Did the VBA’s solicitor breach the overarching obligations contained in the Civil Procedure Act 2010?

Question 12

  1. Question of law 12 alleged breaches of the Civil Procedure Act but that cannot be a matter of appeal from VCAT.

Question 12:

Whether the evidence before the court warrants an inference that Victorian Building Authority, via lawyer Stephen Buchanan, has breached Part 2.3 – Overarching obligations - Civil Procedures Act 2010, where Buchanan:

- Despite s.18, made a claim to the Court and Tribunal that does not, on the legal and factual material, does not have proper basis.

- Despite s.20, refused to cooperate in a civil proceeding, when refusing to provide s.49 documents as required by the VCAT Act.
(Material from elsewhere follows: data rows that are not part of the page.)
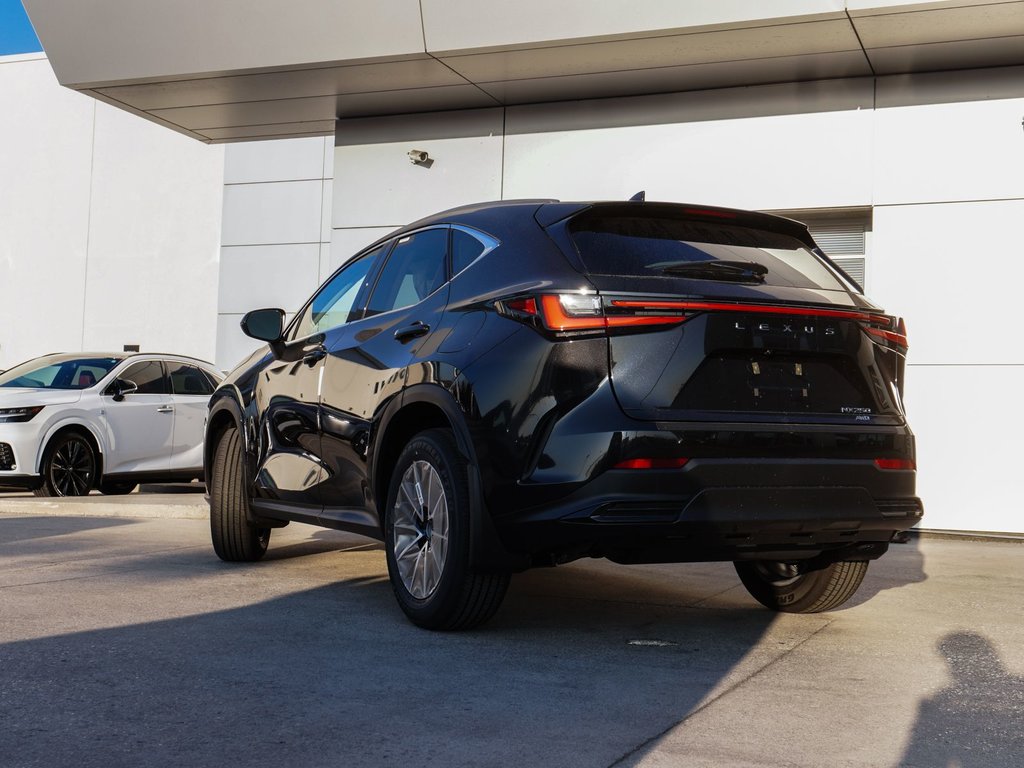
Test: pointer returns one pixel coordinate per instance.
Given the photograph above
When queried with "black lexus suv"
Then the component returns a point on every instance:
(524, 383)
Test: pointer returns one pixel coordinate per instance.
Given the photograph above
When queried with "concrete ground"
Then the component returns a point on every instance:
(125, 642)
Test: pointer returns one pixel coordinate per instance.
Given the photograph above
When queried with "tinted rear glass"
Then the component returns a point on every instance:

- Despite s.21, elected to mislead the VCAT regarding its jurisdiction, acting contrary to VBA submissions in other like for like cases.
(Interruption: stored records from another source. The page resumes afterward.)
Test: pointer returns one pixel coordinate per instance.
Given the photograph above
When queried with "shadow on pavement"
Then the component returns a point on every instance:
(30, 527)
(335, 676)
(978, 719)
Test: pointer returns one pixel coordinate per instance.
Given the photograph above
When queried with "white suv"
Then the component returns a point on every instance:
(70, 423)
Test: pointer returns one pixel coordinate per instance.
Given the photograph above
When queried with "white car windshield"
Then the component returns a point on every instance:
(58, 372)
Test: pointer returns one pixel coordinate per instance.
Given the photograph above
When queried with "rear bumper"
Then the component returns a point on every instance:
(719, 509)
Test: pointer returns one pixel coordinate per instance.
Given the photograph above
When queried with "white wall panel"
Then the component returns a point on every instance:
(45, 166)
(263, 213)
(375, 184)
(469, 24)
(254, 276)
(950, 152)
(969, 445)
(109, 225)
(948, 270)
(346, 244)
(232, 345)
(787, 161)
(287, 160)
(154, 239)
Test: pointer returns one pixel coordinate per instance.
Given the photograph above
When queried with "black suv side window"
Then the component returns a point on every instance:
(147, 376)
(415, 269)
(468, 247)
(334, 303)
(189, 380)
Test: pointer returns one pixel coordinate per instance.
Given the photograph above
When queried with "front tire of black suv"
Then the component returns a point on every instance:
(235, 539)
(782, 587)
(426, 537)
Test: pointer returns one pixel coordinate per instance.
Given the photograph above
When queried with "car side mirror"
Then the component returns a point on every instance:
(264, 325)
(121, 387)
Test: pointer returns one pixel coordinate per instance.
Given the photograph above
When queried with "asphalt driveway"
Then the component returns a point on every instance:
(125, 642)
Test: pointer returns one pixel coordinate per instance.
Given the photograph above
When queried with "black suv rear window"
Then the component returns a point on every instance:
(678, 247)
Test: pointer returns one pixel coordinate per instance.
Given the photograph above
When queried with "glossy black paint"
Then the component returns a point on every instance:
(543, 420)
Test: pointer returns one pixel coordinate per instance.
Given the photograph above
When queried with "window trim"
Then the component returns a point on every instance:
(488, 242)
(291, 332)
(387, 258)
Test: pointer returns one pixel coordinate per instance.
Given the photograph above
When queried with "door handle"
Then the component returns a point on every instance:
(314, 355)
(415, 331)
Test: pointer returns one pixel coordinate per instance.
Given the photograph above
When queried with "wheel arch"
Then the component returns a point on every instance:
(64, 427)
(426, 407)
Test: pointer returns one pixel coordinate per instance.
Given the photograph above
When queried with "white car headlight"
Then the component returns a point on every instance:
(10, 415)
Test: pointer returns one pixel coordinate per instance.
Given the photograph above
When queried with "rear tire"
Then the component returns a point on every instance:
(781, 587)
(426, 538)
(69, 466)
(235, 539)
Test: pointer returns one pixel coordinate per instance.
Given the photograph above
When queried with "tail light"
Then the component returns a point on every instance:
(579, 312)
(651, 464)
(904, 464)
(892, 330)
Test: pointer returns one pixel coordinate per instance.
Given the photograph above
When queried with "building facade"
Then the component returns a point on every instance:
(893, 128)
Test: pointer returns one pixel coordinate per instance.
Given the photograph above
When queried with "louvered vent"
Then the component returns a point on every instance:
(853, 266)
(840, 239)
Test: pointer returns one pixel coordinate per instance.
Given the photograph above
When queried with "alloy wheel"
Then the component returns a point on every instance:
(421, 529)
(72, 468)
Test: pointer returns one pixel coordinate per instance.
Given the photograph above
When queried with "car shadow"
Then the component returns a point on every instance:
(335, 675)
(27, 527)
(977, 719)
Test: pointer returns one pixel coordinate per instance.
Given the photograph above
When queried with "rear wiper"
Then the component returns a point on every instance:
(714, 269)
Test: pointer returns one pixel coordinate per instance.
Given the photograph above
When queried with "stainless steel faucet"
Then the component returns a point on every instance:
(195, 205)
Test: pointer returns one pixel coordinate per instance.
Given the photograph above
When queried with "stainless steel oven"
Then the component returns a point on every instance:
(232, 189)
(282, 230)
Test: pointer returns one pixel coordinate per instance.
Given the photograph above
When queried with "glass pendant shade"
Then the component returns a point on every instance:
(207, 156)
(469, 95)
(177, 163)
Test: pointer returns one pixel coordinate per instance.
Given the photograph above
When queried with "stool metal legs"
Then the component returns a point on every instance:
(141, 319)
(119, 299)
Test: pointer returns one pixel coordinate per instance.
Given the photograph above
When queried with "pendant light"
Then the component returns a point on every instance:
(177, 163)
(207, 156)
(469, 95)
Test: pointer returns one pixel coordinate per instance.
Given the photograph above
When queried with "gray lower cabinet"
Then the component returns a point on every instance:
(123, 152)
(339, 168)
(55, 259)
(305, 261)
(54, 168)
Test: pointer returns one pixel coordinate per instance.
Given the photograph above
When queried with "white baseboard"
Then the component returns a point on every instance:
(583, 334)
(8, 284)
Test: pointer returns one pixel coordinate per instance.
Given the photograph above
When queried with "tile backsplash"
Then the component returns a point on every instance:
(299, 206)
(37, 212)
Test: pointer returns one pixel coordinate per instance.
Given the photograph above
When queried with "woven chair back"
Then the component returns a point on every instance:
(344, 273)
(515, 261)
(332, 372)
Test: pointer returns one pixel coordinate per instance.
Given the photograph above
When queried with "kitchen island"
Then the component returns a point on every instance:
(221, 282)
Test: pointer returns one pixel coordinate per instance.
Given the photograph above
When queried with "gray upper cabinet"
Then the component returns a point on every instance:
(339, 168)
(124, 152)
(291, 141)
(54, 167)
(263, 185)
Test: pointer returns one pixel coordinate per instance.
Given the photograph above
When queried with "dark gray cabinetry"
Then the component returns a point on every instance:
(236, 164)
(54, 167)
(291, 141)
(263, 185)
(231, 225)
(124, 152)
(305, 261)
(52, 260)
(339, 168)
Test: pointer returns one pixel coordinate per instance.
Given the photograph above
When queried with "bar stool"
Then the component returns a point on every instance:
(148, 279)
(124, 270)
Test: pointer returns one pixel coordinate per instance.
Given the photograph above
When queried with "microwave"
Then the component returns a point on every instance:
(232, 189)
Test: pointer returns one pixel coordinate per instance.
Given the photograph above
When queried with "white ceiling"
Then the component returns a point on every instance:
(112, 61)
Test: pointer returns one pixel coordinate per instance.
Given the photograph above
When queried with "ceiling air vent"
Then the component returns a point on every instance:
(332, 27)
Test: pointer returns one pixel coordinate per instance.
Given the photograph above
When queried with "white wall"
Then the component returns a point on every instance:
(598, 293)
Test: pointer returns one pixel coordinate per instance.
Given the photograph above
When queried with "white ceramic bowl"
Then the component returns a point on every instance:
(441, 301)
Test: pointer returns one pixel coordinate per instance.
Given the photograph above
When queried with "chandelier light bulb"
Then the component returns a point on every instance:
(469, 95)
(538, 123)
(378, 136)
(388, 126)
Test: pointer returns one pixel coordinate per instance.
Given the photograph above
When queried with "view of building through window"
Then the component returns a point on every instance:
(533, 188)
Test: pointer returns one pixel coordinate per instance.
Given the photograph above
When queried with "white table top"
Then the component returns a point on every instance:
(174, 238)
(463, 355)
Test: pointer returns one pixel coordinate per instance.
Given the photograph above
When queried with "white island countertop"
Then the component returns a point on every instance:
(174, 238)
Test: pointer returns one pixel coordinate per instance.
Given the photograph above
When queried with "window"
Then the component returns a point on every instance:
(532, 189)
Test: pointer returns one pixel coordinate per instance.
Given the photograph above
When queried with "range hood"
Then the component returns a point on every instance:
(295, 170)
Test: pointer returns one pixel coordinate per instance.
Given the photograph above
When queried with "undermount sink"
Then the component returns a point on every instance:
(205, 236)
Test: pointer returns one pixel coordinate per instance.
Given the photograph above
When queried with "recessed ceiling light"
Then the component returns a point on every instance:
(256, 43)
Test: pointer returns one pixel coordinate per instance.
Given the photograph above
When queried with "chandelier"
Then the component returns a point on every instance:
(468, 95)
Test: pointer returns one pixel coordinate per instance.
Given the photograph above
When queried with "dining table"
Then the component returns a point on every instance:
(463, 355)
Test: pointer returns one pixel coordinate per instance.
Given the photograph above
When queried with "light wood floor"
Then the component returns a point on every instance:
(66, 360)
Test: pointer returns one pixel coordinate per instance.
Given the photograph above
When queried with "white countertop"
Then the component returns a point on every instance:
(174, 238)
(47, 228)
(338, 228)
- S.23 refusing to narrow issues that are in dispute, instead preferring the unrepresented litigant to have to endure the VBA’s arbitrary enforcement of the law.
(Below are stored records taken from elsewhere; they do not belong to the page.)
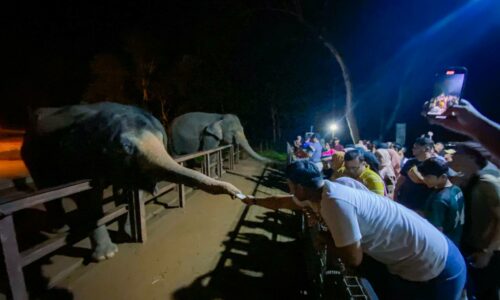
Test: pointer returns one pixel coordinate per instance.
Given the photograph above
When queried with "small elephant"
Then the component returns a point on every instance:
(108, 143)
(197, 131)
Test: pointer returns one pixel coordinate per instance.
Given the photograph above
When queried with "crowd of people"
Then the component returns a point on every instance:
(425, 227)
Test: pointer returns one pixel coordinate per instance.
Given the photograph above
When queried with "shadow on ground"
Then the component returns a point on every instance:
(257, 263)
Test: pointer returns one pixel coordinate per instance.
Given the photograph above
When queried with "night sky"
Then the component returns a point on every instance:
(240, 56)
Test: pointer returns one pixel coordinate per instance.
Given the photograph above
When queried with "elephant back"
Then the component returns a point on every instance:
(188, 129)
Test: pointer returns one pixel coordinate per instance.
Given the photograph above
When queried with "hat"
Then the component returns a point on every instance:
(305, 173)
(436, 166)
(425, 141)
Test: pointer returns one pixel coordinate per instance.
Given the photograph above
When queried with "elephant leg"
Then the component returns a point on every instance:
(209, 142)
(90, 207)
(120, 196)
(56, 216)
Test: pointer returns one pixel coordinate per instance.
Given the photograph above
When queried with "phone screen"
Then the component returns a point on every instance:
(447, 91)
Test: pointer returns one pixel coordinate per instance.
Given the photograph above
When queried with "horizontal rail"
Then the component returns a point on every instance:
(9, 205)
(63, 239)
(199, 154)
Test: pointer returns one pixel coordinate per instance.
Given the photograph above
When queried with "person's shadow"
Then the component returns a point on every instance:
(254, 266)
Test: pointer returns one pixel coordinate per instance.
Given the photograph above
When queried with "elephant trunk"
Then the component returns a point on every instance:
(243, 142)
(156, 160)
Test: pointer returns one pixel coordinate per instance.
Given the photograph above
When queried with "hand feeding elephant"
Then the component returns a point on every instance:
(199, 131)
(108, 143)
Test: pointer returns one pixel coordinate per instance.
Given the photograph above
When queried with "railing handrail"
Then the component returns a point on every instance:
(183, 158)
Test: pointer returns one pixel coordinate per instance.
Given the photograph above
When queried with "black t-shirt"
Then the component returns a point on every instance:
(411, 194)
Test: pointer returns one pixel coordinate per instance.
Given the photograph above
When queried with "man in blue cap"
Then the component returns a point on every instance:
(413, 260)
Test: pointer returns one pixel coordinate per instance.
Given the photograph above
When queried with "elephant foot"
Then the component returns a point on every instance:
(104, 248)
(105, 251)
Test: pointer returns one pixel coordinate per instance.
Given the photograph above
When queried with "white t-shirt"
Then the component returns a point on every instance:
(406, 243)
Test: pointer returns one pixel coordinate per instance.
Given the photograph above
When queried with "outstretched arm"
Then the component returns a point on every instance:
(273, 202)
(465, 119)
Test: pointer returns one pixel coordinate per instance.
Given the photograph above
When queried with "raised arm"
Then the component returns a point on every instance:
(273, 202)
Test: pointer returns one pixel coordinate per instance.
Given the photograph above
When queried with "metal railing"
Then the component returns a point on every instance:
(135, 207)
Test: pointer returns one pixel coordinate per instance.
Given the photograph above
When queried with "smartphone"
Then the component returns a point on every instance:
(241, 196)
(448, 89)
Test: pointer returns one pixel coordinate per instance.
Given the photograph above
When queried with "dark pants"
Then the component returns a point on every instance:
(485, 283)
(447, 285)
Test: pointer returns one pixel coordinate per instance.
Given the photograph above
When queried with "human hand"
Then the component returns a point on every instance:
(249, 200)
(461, 118)
(480, 260)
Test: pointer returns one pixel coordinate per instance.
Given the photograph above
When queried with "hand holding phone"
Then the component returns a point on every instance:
(241, 196)
(448, 90)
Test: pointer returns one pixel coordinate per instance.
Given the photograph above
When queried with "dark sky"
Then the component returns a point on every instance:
(392, 49)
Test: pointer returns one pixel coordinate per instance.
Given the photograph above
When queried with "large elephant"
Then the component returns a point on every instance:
(108, 143)
(197, 131)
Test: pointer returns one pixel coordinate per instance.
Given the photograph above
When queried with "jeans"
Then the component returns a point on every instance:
(447, 285)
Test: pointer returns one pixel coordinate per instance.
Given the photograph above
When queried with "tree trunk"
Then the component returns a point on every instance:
(349, 114)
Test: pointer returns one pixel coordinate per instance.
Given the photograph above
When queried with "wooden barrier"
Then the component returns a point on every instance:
(15, 201)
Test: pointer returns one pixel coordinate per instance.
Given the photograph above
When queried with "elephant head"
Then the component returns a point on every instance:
(108, 143)
(230, 130)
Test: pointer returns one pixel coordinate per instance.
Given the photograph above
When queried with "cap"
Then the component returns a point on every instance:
(436, 166)
(425, 141)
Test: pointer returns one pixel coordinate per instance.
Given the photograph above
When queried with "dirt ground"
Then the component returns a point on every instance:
(213, 248)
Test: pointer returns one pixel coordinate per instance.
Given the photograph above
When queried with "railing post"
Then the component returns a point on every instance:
(221, 162)
(207, 165)
(231, 157)
(137, 216)
(237, 153)
(12, 258)
(182, 192)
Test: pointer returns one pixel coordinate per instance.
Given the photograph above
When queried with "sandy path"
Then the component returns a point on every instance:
(214, 248)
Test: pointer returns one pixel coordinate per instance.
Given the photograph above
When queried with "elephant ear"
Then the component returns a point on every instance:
(215, 129)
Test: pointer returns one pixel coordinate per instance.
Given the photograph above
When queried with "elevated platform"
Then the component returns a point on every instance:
(213, 248)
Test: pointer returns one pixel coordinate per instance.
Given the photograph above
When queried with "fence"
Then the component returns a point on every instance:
(135, 207)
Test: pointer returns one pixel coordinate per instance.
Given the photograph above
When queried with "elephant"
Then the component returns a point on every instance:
(110, 144)
(197, 131)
- S.26 – despite being obligated to produce all documents relevant to the resolution of the dispute, Buchanan refused to do so, seriously disadvantaging Draper, ultimately allowing VCAT to dismiss his application and the VBA to avoid the scrutiny which Draper has right to apply.

Submissions

  1. Mr Draper submitted that the evidence before the Court warranted an inference that the VBA breached its overarching obligations under the Civil Procedure Act 2010 (the ‘Civil Procedure Act’). In particular, he submitted that a lawyer, acting on behalf of the VBA, did not have a proper basis for his claims, refused to cooperate by providing s 49 documents, misled the Tribunal regarding its jurisdiction, refused to narrow the issues in dispute, and did not produce all documents relevant to the resolution of the dispute.

  1. The VBA submitted that s 4(3) of the Civil Procedure Act did not apply to proceedings in the Tribunal. It also submitted that the proposed question of law did not allege any error by the Tribunal, and therefore could not be agitated in an appeal under s 148 of the VCAT Act.

Analysis

  1. Section 4(3) of the Civil Procedure Act provides that it does not apply to any proceeding in VCAT. Accordingly, it had no operation in the underlying proceedings at the Tribunal and is outside the scope of Mr Draper’s application for review. In any event, this question does not allege any error of law on the Tribunal’s part capable of being appealed in this proceeding.

  1. I also add that there is no evidence that the lawyer did breach any of the overarching obligations contained in the Civil Procedure Act.

  1. Question of law 12 is not established.

The VBA’s rights to participate in the proceeding

  1. I finally consider the issue Mr Draper raised in this and other proceedings about the VBA being a party. Mr Draper submitted that VCAT was the actual decision-maker and that it was not able to answer to the decision because it had made a Hardiman appearance. The VBA had an interest in not allowing Mr Draper to review the VCAT’s decision and was undermining that decision. By allowing the VBA to be a party to this proceeding, the Court was giving the VBA a ‘second go’ at making jurisdictional arguments that had failed before VCAT. He submitted that it was questionable whether VCAT would have made the same submission as the VBA if it had appeared in the proceeding.

Analysis

  1. The Judicial Registrar determined that the VBA was a proper interested party in the VCAT proceedings commenced by Mr Draper in March 2019 and an interested party in this proceeding. He therefore granted the VBA’s application be joined as a party.[56] It was thereby entitled to make submissions. VCAT is not usually joined as a party to an application for leave to appeal its orders, any more than a Court is joined as a party when its orders are appealed to an appeal court. The previous decisions to which Mr Draper referred do not assist his submissions in this proceeding.

    [56]See Draper v VCAT [2020] VSC 720.

Conclusion

  1. Mr Draper has established questions of law 5, 6, 10 and the substance of question 11 and the proposed grounds of appeal attached to them. While considerable time has elapsed since the BPB decision, I consider that Mr Draper is entitled to have his extension of time application reheard by VCAT.

  1. I therefore grant Mr Draper leave to appeal, allow the appeal, set aside the order of VCAT of 21 November 2019 and remit the extension of time application to VCAT to be reheard and determined before a differently constituted Tribunal.

  1. It will be a matter for VCAT rehearing Mr Draper’s extension of time application to decide whether to grant it, including whether a s 49 statement should first be ordered. My judgment should not be taken as deciding those issues. They are for VCAT to determine.

  1. I will give the appellant and the third respondent an opportunity to make written submissions about the costs of the proceeding.